Delfina Foundation

Talk: PRESENT - Our notion of present is subjective.

12/04/11 — 13/04/11

A collaboration with Visiting Arts as part of Artist to Artist International 2011.

In this series, artists usually separated by place, considered the impact of intense immersion in shared time / space on their relationships, connections, perspectives and practice.

ARTISTS IN CONVERSATION

Ines Jerray & Gayle Chong Kwan
Tuesday 12 April 2011. 18:30 - 20:00
Tunisian artist Ines Jerray visited Gayle Chong Kwan for a creative dialogue around ideas that cross-over and connect their work, focusing on animation as a way of exploring hybridization, the senses, cognition, memory, context, the body and landscapes of difference.

Khaled Hafez & Onya McCausland
Wednesday 13 April 2011. 18:30-20:00
Khaled Hafez travelled from Cairo to meet Onya McCausland in London. They worked on a joint project, stemming from their initial encounter 16 years ago when they met in the Siwa Oasis in the Egyptian desert, only to lose contact. The project explored the shifting identity of the self and its belonging; they explored the virtual universe of the Internet, capable of reconnecting the authors of the project while instigating a revolution in Egypt.

Artist to Artist provides a unique opportunity to bring together pairs of artists to initiate inter cultural dialogue across international borders. The structure of the programme is tailored by the artists themselves and puts the emphasis firmly on research and the exchange of ideas rather than production.

Artist to Artist is supported by Arts Council England and the Department for Culture, Media and Sport, and is co hosted by The Delfina Foundation, London and Visiting Arts.

BIOGRAPHIES

Gayle Chong Kwan (b. 1973) works with photography, video, sound, installation, performance and collaborative practice to create mise-en-scene landscapes and environments out of disturbing arrangements of waste, food, found materials and documentary sources. Her work highlights the ambiguous relationship between reality, appropriation, and the detoured implications of fictional contemporary mechanisms, collective histories and latter day myths. Gayle's work creates a dialectic universe, highlighting fictional contemporary mechanisms and the flowering of latter day myths.

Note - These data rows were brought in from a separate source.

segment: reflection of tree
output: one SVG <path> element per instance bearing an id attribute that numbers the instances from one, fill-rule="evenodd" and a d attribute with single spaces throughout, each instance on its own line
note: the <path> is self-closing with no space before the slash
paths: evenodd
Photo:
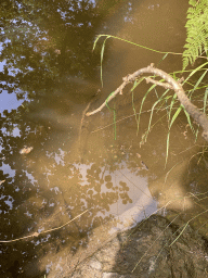
<path id="1" fill-rule="evenodd" d="M 90 1 L 11 0 L 0 13 L 1 61 L 6 62 L 1 79 L 15 80 L 13 89 L 18 86 L 32 98 L 60 77 L 94 76 L 99 61 L 92 43 L 101 15 Z"/>
<path id="2" fill-rule="evenodd" d="M 66 91 L 68 76 L 94 77 L 100 58 L 92 53 L 92 45 L 103 14 L 90 1 L 9 0 L 1 5 L 0 58 L 4 62 L 1 89 L 15 92 L 20 99 L 27 93 L 28 99 L 34 100 L 0 115 L 0 180 L 5 180 L 0 187 L 1 240 L 30 235 L 38 228 L 61 226 L 90 208 L 86 217 L 60 231 L 28 242 L 2 244 L 2 277 L 9 276 L 8 268 L 15 268 L 10 273 L 17 277 L 23 262 L 34 262 L 37 255 L 41 258 L 49 250 L 57 252 L 66 244 L 78 249 L 79 240 L 87 243 L 88 232 L 112 217 L 108 213 L 112 204 L 119 199 L 123 203 L 131 201 L 127 185 L 120 181 L 115 187 L 106 173 L 107 169 L 114 173 L 119 161 L 109 166 L 103 157 L 98 159 L 95 165 L 89 156 L 84 164 L 87 175 L 81 177 L 82 165 L 75 165 L 72 156 L 76 132 L 68 131 L 70 126 L 62 134 L 53 125 L 28 117 L 28 111 L 38 114 L 51 105 L 50 101 L 56 102 L 51 94 Z M 58 101 L 60 96 L 56 96 Z M 60 110 L 54 106 L 51 111 L 64 114 L 68 106 L 63 99 Z M 58 141 L 60 149 L 53 140 Z M 20 149 L 24 146 L 32 146 L 34 151 L 21 155 Z M 56 161 L 58 155 L 63 163 Z M 6 167 L 10 174 L 4 170 Z M 8 255 L 11 267 L 8 267 Z M 36 268 L 35 262 L 32 268 Z"/>

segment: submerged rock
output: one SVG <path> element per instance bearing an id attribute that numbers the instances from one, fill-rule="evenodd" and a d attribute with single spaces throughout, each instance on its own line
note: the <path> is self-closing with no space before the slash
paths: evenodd
<path id="1" fill-rule="evenodd" d="M 207 251 L 207 240 L 188 225 L 179 227 L 153 215 L 118 233 L 64 277 L 204 278 L 208 277 Z"/>

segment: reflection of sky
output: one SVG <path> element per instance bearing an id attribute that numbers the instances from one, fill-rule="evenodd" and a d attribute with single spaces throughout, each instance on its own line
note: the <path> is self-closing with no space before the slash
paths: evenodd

Gayle Chong Kwan (b. 1973) works with photography, video, sound, installation, performance and collaborative practice to create mise-en-scene landscapes and environments out of disturbing arrangements of waste, food, found materials and documentary sources. Her work highlights the ambiguous relationship between reality, appropriation, and the detoured implications of fictional contemporary mechanisms, collective histories and latter day myths. Gayle's work creates a dialectic universe, highlighting fictional contemporary mechanisms and the flowering of latter day myths.

Gayle Chong Kwan holds a BA in Fine Art from Central Saint Martins College of Art, a BA in Politics and Modern History from Manchester University and an MSc in Communications from Stirling University and is currently undertaking a practice-based PhD at the University of the Arts, London, UK and most recently has exhibited at the New Forest Pavilion, La Biennale di Venezia 2011.

Khaled Hafez (b.1963) is a visual artist from Cairo, Egypt. His practice spans the mediums of painting, installation, photography and video. Having previously worked as a medical specialist, Khaled gave up medical practices in the early nineties for a career in the art and obtained an MFA in new media and digital arts from Transart Institute (New York, USA) and Danube University Krems (Austria). His works have been shown at the 12th Cairo Biennale, Egypt (December 2010), the Sharjah Biennale 2007, as well as at Saatchi Gallery and Tate Modern. Khaled Hafez is Fulbright Fellow (2005) and a Rockefeller Fellow (2009).

Ines Jerray (b. 1977) is an artist from Tunisia working in animation, photography and installation. She is currently conducting research towards her PhD in visual and performing arts at the Universities of Tunis (Tunisia) and Atois (France), focusing on "animation work as site of cognitive and sensory experiences", the presence of the body and its manifestation in both intimate and public spaces. Ines uses graphic figures, objects and sounds to question the physical and affective relations that are weaved between the animate and inanimate. Her work usually shows the premiere and primitive relation to objects and to the others as means of survival and self construction/destruction.

Ines's work has been exhibited in France (ENSAD, Paris) Tunisia (Cultural Center of Sousse) and Japan (Maejima Art center of Okinawa).

Onya McCausland is Honorary Research Assistant at the Slade School of Art, London, where she is developing knowledge in materials and methods where discussion, experiment and testing support new knowledge of material culture within painting. Her research attempts to locate the fluid transition of landscape as it is turned into pigment, assuming implications of impermanence, disruption and uncertainty.